HI Raitori, I felt just like you at one time. someone once told me where there is life there is hope. as long as we are living and not pushing up daiseys there is always room for change, new beginnings and second chances.

I started my life over at the age of 40 and I would not trade the last 4 years for anything. The victory is so much sweeter when it has been well earned. and I put in 25 years of husting backwards to figure out I was going the wrong direction :rolleyes:

now that I am moving forward, I can look back at my past as a reminder of what not to do again.

hope you have a wonderful day.....it is a choice!:12:

light and love

Gail

free2bunme
06-22-2006, 01:00 PM
If we weren't trying to control whether a person liked us or his or her reaction to us, what would we do differently? If we weren't trying to control the course of a relationship, what would we do differently? If
we weren't trying to control another person's behavior, how would we
think, feel, speak, and behave differently than we do now?

What haven't we been letting ourselves do while hoping that self-denial
would influence a particular situation or person? Are there some things
we've been doing that we'd stop?

How would we treat ourselves differently?

Would we let ourselves enjoy life more and feel better right now? Would
we stop feeling so bad? Would we treat ourselves better?

Interestingly, this post hit me totally differently than it did the first time I read it. Because I have given up trying to make other people change, as I did for the majority of my life, I thought that I had this pattern licked. But today I see my behavior in a whole new light. I tend to make decisions by taking into consideration the reactions of the difficult people in my life, most specifically my mother and father, rather than just letting them fend for themselves if they have a bad reaction. I try to protect them from themselves, if that makes any sense. And what happens is that I am very aware that I end up limiting myself in so many ways. It is very scary for me to let go of my need to control their reaction to me. I want to learn how and I will learn how, with my HP'S help.

clean42day
06-23-2006, 11:53 AM
I found my answer to most of the questions today are: just be myself. :109:

for most of my life due to being raised in a co-dependent and emotionally incesteous atmosphere I became something I wasn't in order to please people or at least avoid conflict. Walking on eggshells in our family was a natural consequence of belonging to the family structure. I thought this was normal and really didn't know any different. having personal autonomy was not taught or role-modeled, so I did what everyone else did. mold myself, my feelings, and actions to equal the path of least resistance, or to try and control outcomes.

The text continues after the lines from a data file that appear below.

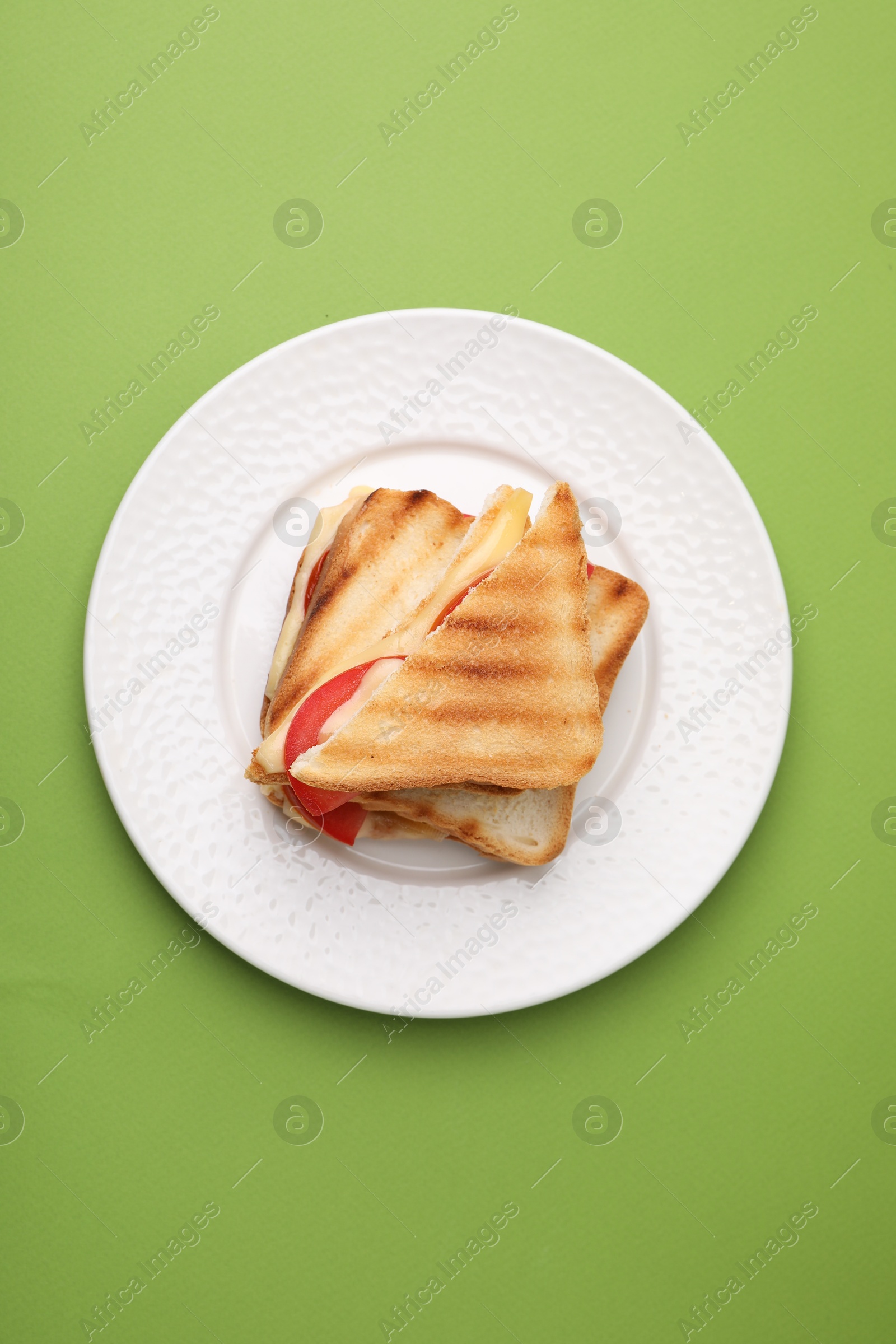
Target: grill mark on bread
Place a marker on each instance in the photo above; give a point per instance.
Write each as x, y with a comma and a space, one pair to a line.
365, 588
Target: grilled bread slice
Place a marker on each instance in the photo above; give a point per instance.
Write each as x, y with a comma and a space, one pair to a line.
531, 827
389, 553
503, 693
378, 825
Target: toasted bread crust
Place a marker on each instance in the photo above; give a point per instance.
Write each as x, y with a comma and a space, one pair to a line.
617, 609
503, 693
388, 554
528, 828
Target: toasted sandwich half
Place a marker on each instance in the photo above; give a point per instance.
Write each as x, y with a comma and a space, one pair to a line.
386, 552
499, 691
530, 827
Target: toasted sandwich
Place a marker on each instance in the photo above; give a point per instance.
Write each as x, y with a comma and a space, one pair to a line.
530, 827
378, 554
479, 711
496, 689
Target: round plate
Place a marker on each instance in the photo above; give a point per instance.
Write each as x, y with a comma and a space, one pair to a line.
190, 593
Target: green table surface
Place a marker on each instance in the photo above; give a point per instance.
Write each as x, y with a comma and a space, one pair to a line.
776, 197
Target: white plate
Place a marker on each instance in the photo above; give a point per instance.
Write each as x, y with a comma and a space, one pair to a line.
379, 926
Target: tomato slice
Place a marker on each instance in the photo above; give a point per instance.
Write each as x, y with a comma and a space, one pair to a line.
342, 823
457, 600
312, 580
305, 727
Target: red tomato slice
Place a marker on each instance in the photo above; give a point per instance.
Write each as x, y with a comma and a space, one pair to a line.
456, 601
312, 580
305, 729
308, 722
343, 823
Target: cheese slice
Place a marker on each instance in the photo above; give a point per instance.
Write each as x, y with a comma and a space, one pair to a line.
329, 519
371, 682
497, 541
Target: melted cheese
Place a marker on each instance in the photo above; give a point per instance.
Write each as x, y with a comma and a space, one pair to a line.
497, 542
371, 680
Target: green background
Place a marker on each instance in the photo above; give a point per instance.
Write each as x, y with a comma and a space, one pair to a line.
769, 209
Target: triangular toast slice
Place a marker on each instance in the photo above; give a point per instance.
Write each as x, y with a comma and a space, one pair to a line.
503, 693
389, 553
531, 827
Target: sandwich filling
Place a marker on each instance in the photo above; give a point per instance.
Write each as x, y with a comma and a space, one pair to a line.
281, 749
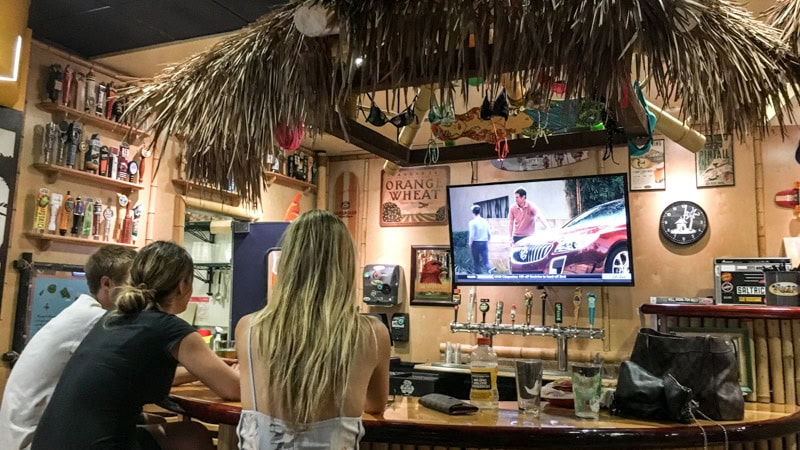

as a result I never really had a sense of who I was or how to create a healthy independence from others. Actually I didn't believe I had the right to.

a lot of the unspoken covert rules that our family lived by were the hardest ones to uncover in recovery.

clear honest communication and speaking my truth was something I struggled to learn in recovery, not just with family members, but with everyone. it seemed backwards and too risky somehow, and maybe even selfish.

But it is a skill like any other skill.....it takes practice until healthy feelings eventually follow.

As soon as I learned it.....I jumped straight from being assertive to being aggressive.....and that is not all that healthy either.

Today I do take into consideration how my communication affects others but I don't get lost in the planning of all my words around their feelings. I do speak my truth.....but I don't get to blatently hurt others with my truth either. There is a balance and many times I still walk in the unknown grey area. But I must risk being true to myself because the alternative is to go back to something I'm not. and I refuse to do that for anyone today.

My sponsor says that other peoples reactions to me are "their work" and I do not get to save others from their work. Maybe that is exaclty the work they came into my life to do.....work on themselves. and without my truth they wouldn't get a chance to reflect on thier own. :1:

we learn a lot about ourselves in relationships and the learning goes both ways. trying to save someone from their learning is not only dishonorable, it is not my job. sometimes being in a lot of pain and extremely uncomfortable is exactly what motivates people to change. This was true for me, I must have faith that God will help others through theirs.